I must say that was very informative,mine was short but def not sweet compared to that. Haha what the best advice you could give so far this year? I've been sticking to the oak crops and think I've found a good spot. Missed one big one first year and saw a few last couple years. Like I told him had one sneak up behind while calling. Do you just find good sign and tree stand it or try calling?
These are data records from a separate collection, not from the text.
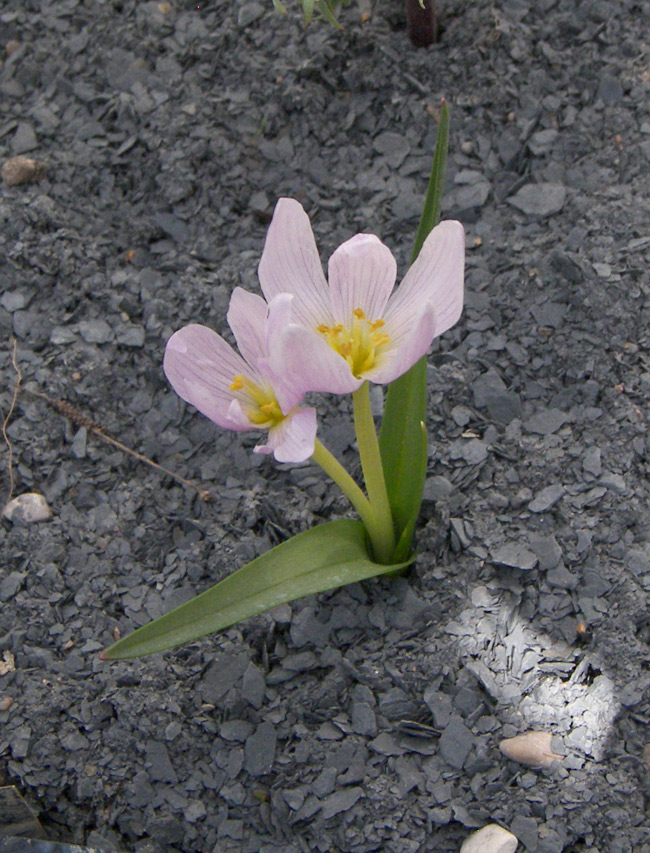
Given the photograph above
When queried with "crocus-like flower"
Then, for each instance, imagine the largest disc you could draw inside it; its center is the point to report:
(356, 328)
(242, 393)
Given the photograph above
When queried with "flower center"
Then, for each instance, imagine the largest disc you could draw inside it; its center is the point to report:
(259, 403)
(361, 345)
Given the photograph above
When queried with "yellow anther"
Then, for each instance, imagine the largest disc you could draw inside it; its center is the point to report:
(360, 345)
(257, 401)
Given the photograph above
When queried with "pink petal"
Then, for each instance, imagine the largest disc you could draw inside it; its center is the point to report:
(290, 264)
(307, 363)
(436, 277)
(247, 319)
(405, 350)
(293, 439)
(200, 367)
(362, 275)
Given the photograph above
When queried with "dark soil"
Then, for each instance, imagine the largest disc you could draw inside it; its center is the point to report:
(367, 719)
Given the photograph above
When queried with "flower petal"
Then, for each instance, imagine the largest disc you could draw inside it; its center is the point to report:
(362, 275)
(307, 363)
(405, 349)
(292, 440)
(247, 319)
(436, 277)
(200, 367)
(290, 264)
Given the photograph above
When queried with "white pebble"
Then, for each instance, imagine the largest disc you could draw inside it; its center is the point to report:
(490, 839)
(532, 749)
(27, 508)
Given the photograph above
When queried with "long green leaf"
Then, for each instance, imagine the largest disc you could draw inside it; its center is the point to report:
(325, 557)
(402, 437)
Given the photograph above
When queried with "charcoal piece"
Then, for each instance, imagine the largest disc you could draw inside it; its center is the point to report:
(260, 750)
(158, 763)
(541, 200)
(546, 422)
(364, 721)
(547, 550)
(525, 828)
(222, 674)
(547, 498)
(253, 686)
(455, 742)
(341, 801)
(514, 555)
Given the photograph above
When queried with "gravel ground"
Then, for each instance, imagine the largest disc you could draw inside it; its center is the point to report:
(370, 718)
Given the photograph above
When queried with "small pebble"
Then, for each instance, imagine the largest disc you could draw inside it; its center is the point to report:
(22, 170)
(533, 749)
(490, 839)
(27, 508)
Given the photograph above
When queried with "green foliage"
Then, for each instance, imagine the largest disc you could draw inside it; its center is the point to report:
(325, 557)
(403, 437)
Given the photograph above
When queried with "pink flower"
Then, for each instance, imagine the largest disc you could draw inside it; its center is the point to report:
(356, 328)
(242, 393)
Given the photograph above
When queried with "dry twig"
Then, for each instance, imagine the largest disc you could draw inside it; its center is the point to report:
(79, 419)
(5, 422)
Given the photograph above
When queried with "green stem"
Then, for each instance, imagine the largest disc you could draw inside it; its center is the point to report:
(373, 474)
(333, 468)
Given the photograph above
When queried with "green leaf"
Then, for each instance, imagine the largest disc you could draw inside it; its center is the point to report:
(402, 437)
(325, 557)
(308, 10)
(326, 10)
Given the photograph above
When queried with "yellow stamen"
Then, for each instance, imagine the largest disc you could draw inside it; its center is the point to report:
(360, 345)
(258, 402)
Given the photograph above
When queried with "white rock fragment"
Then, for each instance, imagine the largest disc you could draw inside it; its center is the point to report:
(490, 839)
(27, 508)
(532, 749)
(22, 170)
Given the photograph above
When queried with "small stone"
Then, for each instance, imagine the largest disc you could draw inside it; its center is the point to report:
(534, 749)
(474, 451)
(542, 141)
(24, 138)
(610, 90)
(539, 199)
(514, 555)
(27, 508)
(95, 331)
(547, 550)
(260, 750)
(341, 801)
(546, 499)
(490, 839)
(546, 422)
(455, 742)
(22, 170)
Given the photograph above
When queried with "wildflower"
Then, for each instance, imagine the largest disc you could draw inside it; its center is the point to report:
(241, 392)
(356, 329)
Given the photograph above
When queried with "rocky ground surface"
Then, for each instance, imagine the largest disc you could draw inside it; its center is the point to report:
(370, 718)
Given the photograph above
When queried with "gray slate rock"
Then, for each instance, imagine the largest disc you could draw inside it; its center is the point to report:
(539, 199)
(514, 555)
(547, 498)
(259, 752)
(456, 742)
(546, 422)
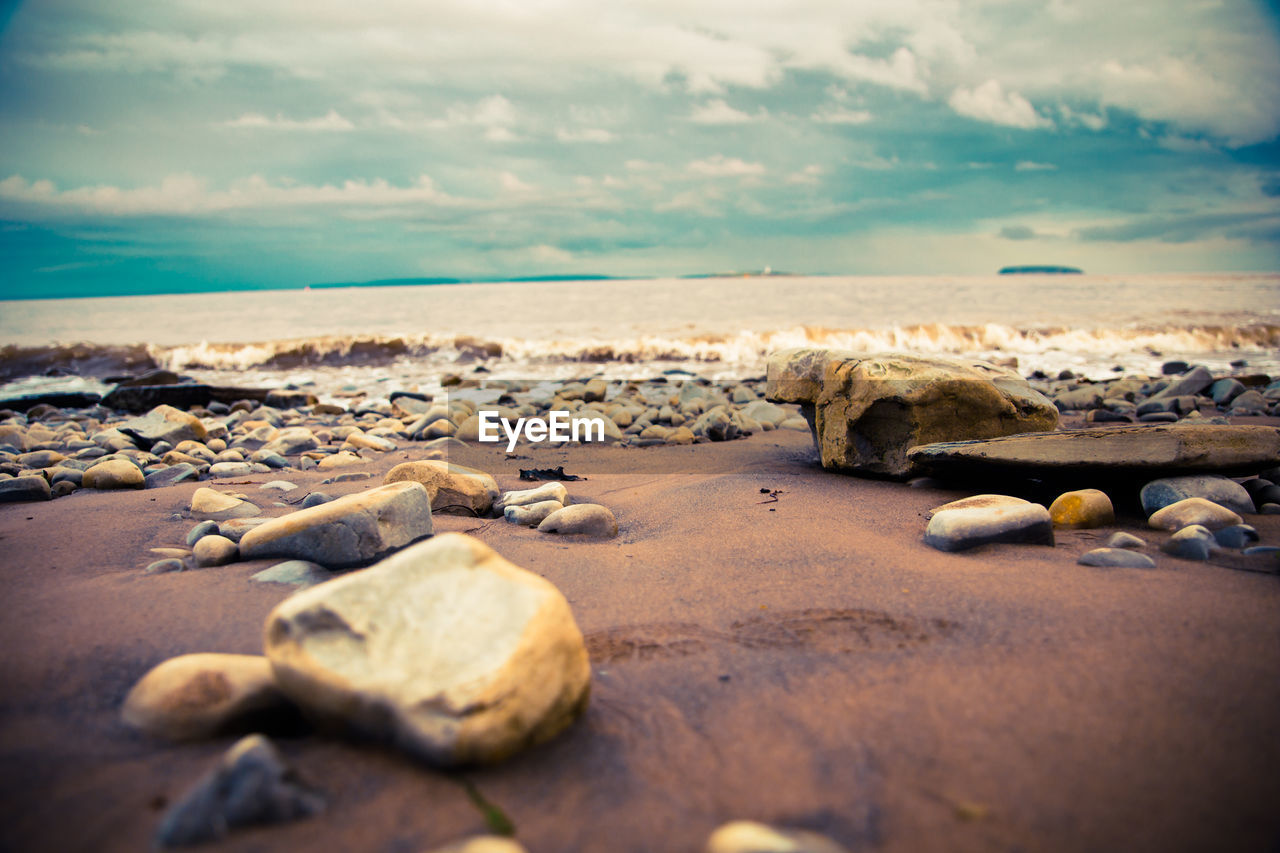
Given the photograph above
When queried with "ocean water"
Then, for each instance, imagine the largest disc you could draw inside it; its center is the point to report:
(383, 338)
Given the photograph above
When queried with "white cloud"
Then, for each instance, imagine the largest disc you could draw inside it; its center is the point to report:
(330, 121)
(718, 112)
(990, 103)
(722, 167)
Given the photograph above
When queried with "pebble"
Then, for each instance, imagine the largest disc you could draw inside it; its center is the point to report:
(531, 514)
(959, 529)
(1082, 509)
(251, 785)
(1193, 542)
(209, 503)
(214, 550)
(585, 519)
(415, 649)
(199, 696)
(24, 488)
(1116, 559)
(1192, 511)
(295, 573)
(114, 474)
(1212, 487)
(1121, 539)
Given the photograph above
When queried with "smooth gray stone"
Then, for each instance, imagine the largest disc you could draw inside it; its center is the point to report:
(1212, 487)
(24, 488)
(200, 532)
(1116, 559)
(1238, 536)
(250, 787)
(295, 573)
(170, 475)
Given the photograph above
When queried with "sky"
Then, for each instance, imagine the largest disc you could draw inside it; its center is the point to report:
(188, 145)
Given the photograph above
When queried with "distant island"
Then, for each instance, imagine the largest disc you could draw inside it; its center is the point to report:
(1055, 270)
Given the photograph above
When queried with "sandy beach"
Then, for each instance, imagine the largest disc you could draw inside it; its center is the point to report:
(805, 661)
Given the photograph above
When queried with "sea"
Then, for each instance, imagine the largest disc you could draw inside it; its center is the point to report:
(339, 340)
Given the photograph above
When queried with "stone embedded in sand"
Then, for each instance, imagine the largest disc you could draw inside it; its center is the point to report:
(584, 519)
(1212, 487)
(164, 424)
(981, 501)
(1107, 450)
(214, 550)
(215, 506)
(483, 844)
(524, 497)
(1116, 559)
(347, 532)
(1192, 511)
(114, 474)
(961, 529)
(455, 489)
(446, 649)
(531, 514)
(251, 785)
(1082, 509)
(24, 488)
(199, 696)
(1193, 542)
(750, 836)
(868, 411)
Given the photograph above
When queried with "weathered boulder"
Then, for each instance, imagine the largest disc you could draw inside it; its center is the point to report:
(867, 411)
(347, 532)
(1107, 450)
(455, 489)
(444, 649)
(251, 785)
(199, 696)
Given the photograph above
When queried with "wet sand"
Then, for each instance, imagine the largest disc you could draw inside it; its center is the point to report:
(805, 662)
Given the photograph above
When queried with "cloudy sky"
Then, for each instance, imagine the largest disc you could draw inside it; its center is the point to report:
(190, 145)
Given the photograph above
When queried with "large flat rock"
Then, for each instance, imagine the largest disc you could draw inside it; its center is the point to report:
(1144, 450)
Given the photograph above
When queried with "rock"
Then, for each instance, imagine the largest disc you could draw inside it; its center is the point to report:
(1121, 539)
(868, 411)
(114, 474)
(749, 836)
(446, 649)
(347, 532)
(208, 503)
(165, 566)
(24, 488)
(1193, 542)
(586, 519)
(1107, 450)
(1192, 511)
(1116, 559)
(1212, 487)
(295, 573)
(200, 696)
(250, 787)
(164, 424)
(545, 492)
(531, 514)
(1082, 509)
(214, 551)
(172, 475)
(455, 489)
(967, 528)
(1238, 536)
(981, 501)
(200, 530)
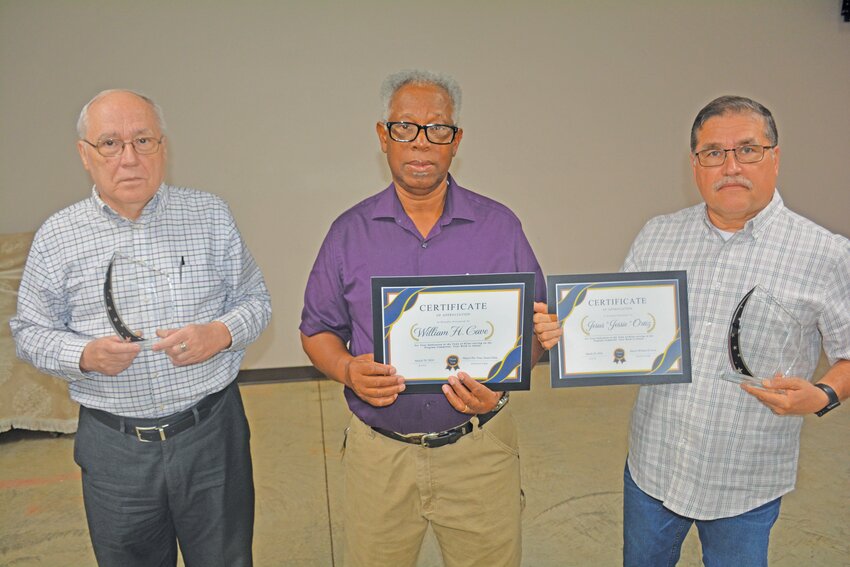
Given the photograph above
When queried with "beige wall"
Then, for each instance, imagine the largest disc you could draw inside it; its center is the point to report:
(576, 114)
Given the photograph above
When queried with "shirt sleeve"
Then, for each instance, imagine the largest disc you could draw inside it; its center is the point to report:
(834, 323)
(325, 309)
(527, 262)
(248, 305)
(633, 261)
(40, 326)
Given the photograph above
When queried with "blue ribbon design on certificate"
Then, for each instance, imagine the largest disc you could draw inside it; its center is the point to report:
(573, 299)
(505, 367)
(667, 359)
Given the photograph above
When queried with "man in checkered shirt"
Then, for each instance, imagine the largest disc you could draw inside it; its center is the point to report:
(163, 441)
(712, 452)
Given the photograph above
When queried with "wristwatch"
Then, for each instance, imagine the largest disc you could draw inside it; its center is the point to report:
(501, 403)
(834, 402)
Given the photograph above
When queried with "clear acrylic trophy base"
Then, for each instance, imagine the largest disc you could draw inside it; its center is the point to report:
(146, 344)
(738, 378)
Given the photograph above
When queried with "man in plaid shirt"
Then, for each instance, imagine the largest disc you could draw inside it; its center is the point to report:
(712, 452)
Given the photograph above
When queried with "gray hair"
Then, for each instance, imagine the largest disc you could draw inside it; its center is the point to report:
(83, 120)
(399, 79)
(734, 105)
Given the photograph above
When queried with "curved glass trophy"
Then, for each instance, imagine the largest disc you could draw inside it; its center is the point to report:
(139, 299)
(765, 339)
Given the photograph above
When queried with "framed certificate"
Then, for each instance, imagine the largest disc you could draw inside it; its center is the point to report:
(623, 328)
(432, 327)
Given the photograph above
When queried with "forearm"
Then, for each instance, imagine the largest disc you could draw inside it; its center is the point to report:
(329, 355)
(52, 351)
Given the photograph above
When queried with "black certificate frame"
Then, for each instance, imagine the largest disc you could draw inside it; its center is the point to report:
(663, 369)
(522, 281)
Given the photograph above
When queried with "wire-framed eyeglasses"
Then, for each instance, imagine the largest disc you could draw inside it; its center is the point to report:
(408, 131)
(748, 153)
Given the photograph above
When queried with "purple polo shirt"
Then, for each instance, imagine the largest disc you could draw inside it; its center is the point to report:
(474, 235)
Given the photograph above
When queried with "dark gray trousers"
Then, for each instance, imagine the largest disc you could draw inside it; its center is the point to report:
(196, 488)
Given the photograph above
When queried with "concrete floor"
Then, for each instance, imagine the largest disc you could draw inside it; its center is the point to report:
(573, 449)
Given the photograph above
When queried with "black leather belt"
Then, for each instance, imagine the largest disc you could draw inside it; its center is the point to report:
(441, 438)
(162, 428)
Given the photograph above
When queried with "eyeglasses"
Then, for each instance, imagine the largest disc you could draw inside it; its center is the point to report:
(111, 147)
(408, 131)
(749, 153)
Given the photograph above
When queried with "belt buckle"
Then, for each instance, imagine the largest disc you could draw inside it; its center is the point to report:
(432, 440)
(160, 428)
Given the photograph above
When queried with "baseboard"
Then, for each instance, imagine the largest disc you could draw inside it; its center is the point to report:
(285, 374)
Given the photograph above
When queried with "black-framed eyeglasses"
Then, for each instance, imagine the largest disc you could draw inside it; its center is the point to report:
(111, 147)
(748, 153)
(408, 131)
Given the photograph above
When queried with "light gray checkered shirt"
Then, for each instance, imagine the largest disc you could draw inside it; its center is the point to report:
(707, 449)
(190, 236)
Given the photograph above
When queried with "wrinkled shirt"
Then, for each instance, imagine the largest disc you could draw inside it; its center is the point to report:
(708, 449)
(474, 235)
(191, 238)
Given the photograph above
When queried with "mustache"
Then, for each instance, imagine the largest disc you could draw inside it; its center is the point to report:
(732, 180)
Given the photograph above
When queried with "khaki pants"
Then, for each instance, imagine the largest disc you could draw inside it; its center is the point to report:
(469, 492)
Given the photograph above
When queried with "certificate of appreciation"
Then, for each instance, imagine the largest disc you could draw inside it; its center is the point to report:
(623, 328)
(432, 327)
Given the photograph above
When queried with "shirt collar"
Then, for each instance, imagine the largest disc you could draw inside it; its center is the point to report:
(458, 204)
(152, 209)
(759, 223)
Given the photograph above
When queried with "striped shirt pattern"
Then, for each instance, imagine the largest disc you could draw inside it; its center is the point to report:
(188, 235)
(708, 449)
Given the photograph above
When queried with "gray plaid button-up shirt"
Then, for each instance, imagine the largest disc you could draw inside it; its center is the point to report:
(707, 449)
(188, 235)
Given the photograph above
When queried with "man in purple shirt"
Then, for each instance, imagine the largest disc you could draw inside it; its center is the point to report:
(466, 483)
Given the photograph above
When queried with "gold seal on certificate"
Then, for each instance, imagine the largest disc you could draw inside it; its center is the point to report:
(432, 327)
(621, 328)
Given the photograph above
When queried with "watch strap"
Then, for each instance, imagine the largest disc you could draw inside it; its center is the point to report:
(833, 403)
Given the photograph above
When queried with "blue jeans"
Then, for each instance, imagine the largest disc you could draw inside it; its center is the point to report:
(653, 535)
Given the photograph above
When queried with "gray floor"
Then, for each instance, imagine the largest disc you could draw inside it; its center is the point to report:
(573, 448)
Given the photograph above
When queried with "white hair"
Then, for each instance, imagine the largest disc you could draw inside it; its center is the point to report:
(394, 82)
(83, 120)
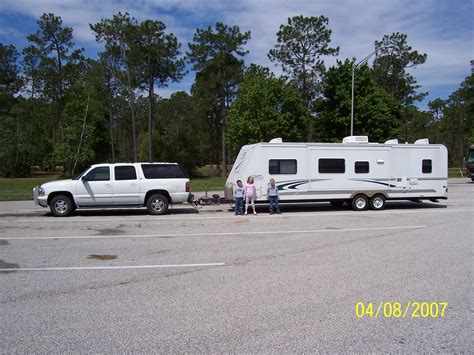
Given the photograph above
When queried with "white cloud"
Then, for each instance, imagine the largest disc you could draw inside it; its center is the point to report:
(442, 29)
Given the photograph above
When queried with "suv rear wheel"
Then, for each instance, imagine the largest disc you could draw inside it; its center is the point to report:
(157, 204)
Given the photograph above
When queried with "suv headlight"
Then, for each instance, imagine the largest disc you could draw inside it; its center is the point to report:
(41, 191)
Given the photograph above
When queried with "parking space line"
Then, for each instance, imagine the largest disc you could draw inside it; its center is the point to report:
(228, 215)
(111, 267)
(216, 234)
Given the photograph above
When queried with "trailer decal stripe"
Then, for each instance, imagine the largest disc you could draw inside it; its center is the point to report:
(374, 182)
Still learning this mtn hunting. (from Ohio, been here 7 years)


----------



## Killer Kyle (Aug 4, 2012)

Most people don't really stand hunt when targeting bear.  You have to find fresh sign i.e. fresh scat and snapped limbs and climbing marks.  When you find fresh sign (within a few days old) hunt that spot.  If it gets late in the morning or evening and you havent seen a bear, get on the move.  Hunt the length of the ridge carefully stalking slowly and quietly.  Also if you hunt public land, you really dont want to tote a stand through the woods.  Thats just plain hard work.   Ridgetops are generally pretty open, so you should be able to easily make a 40 yard shot with a bow or a little further with a rifle.  Bears bed in thickets like Laurel thickets.  If they're not coming to that fresh sign, then they have found food somewhere else.  Hunting gaps in long, high mountain ridges may also be productive, as it serves like a funnel for bears to easily travel through.


----------



## Killer Kyle (Aug 4, 2012)

As for calling....not many people call here, but varmit calls could bring them from time to time. The use of varmit calls can be regulated in certain areas, so check your state regs to make sure you're using the right lind at the right time and place.  Calling may be more effective in the very late season as acorns and berries become more scarce.


----------



## Limbbaconeer (Aug 4, 2012)

Killer Kyle,  Not trying to overide this thread, but are you seeing the autumn olive and buck berry on the ridge tops?  Or do these occur lower down?

Thanks


----------



## Dana Young (Aug 6, 2012)

Autum olive usually grows around old fields not usually on the ridgetops and buck huckell berry usually grows on the sides of ridges not usually on tops.


----------



## Limbbaconeer (Aug 7, 2012)

Thanks Dana.  I have never seen it high up, and I was curious.


----------



## Killer Kyle (Aug 10, 2012)

Yeah, the buck huckleberries, I've seen them low.  I saw some pretty dense buckberries in well shaded areas in valleys between ridges and along creeks.  And Dana is correct, most of the autumn olives I know of are food plots in relatively open areas.  By the time bow opener rolls around, the buckberries will be thinning out.  Then its acorn time.  I think the autumn olives will stay around a little longer.


----------



## Lake_and_stream (Aug 15, 2012)

Couhutta has got some acorns already, was up there yesterday


----------



## Limbbaconeer (Aug 15, 2012)

What elevation were you at?

Thank you


----------



## FMBear (Aug 15, 2012)

Limbbaconeer said:


> What elevation were you at?
> 
> Thank you



I'll be up in the mountains tomorrow afternoon, but I found A LOT of white oaks while hiking the Chicopee trails in Oakwood last night.  Elevation was 440-500 feet.  Can't wait to see what my spots in the mountains at 2600-3100 feet are looking!


----------



## MarcusDean85 (Aug 20, 2012)

Cohutta's looking really good. Went yesterday and found scratch marks on alot of oaks and a lot of scat. One fresh where u could tell he's spending a lot of time in. Lots of scat and branches laying around with leaves still green. Acorn crop is producing great. Also got cut off by a timber ratler in the thick brush on top. Colder weather around dusk has them moving and he didnt want to back down and let me out of there. Not to find of rattlers when branches are still in my face.


----------



## Joe L (Aug 28, 2012)

A saw a couple of posts here for Cohutta WMA.  I 'm taking my son bear hunting at Chattahooche WMA for his 16th birthday and was wondering if anyone had experience hunting there? We are hunting bear for first time, and while I'm reading all I can about it to prepare I don't know anyone that can give me hands on experience advice. Tips and advice appreciated. We're already on a 30 minute a day treadmill regiment for starters to get ready, lol.


----------



## Dana Young (Aug 29, 2012)

Chattahoochee is loaded with bear as well.


----------